A national labor safety program, with standards established by law, provides employees the right to healthy and nonhazardous working conditions.
The Ministry of Labor and Social Policy is responsible for enforcing both the minimum wage and the standard workweek. The government did not effectively enforce minimum wage and overtime laws. Penalties for violations were commensurate with those of similar violations. The number of labor inspectors was insufficient to enforce compliance.
Each year the government adopts a program that outlines its goals and priorities for occupational safety and health. The General Labor Inspectorate, which had 28 regional offices, is responsible for monitoring and enforcing occupational safety and health requirements. Of the violations identified by the inspectorate, 51.8 percent involved safety and health requirements. According to the labor inspectorate, its activity over the past several years increased compliance to 93 percent of inspected companies. Penalties for violations were commensurate with those of other similar laws. Inspectors had the authority to conduct unannounced inspections and initiate sanctions.

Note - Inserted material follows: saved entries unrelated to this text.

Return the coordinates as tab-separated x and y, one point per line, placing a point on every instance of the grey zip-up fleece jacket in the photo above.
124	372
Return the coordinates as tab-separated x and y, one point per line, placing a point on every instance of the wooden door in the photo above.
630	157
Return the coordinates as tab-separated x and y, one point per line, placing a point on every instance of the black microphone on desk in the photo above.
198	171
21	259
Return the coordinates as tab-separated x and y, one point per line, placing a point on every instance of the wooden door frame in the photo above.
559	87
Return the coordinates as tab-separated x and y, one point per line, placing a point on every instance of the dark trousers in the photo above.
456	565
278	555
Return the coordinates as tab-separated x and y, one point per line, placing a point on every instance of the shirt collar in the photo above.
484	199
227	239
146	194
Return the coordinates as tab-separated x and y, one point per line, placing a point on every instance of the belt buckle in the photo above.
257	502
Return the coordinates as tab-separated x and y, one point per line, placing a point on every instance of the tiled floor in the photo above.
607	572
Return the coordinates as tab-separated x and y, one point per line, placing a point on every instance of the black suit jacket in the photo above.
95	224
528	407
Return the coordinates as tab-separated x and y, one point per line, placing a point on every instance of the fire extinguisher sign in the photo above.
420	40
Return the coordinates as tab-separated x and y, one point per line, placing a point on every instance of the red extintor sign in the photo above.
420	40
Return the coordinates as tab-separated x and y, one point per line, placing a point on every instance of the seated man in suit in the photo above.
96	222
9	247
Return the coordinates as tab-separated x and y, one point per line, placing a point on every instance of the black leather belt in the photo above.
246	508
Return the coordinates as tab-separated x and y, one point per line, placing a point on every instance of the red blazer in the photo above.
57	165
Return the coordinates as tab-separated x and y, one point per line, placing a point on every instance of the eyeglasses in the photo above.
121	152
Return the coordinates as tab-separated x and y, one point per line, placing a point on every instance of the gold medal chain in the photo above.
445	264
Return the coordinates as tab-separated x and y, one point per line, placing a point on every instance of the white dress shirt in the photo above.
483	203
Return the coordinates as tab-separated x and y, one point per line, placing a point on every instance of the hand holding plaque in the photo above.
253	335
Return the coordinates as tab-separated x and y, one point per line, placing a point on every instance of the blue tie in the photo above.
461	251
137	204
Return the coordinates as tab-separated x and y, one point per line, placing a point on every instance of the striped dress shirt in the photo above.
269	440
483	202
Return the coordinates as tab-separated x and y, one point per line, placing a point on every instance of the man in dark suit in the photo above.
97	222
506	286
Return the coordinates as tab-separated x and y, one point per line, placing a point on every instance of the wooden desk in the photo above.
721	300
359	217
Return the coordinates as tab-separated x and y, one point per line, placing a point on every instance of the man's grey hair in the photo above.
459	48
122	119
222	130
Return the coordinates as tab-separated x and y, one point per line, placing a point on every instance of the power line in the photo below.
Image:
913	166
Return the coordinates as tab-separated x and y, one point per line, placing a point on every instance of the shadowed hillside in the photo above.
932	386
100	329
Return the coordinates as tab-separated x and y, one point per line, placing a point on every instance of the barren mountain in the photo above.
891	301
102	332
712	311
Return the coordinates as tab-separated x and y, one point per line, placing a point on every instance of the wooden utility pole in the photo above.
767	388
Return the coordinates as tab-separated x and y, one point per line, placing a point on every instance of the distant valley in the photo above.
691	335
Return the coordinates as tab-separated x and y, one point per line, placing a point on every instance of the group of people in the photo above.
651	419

Legal protections and government inspections did not cover informal workers in the gray-market economy, which, according to the National Statistical Institute, accounted for 21 percent of the country’s GDP in 2019. In September the Confederation of Independent Trade Unions of Bulgaria said it expected the share of the gray economy to increase as a result of the coronavirus pandemic. During the two-month state of emergency, the law allowed employers to assign teleworking and work at home and force workers to use half of their accrued annual leave. The law also lifted the overtime work ban for workers and civil servants who assisted the health-care system and police.
Conditions in sectors such as construction, mining, chemicals, and transportation continued to pose risks for workers. The number of work-related accidents registered in the first nine months of the year decreased by almost 19 percent over the same period in the previous year. Land transportation violations were the most common causes of occupational accidents. The government strictly enforced the law requiring companies to conduct occupational health and safety risk assessments and to adopt measures to eliminate or reduce any identified risks. Approximately 95 percent of the companies inspected in 2019 had such risk assessments, and 98 percent of those had programs to eliminate the identified risks.
There were 55 work-related deaths as of October, mainly in the construction and transportation sectors, nearly comparable to the 50 deaths reported from January through September 2019.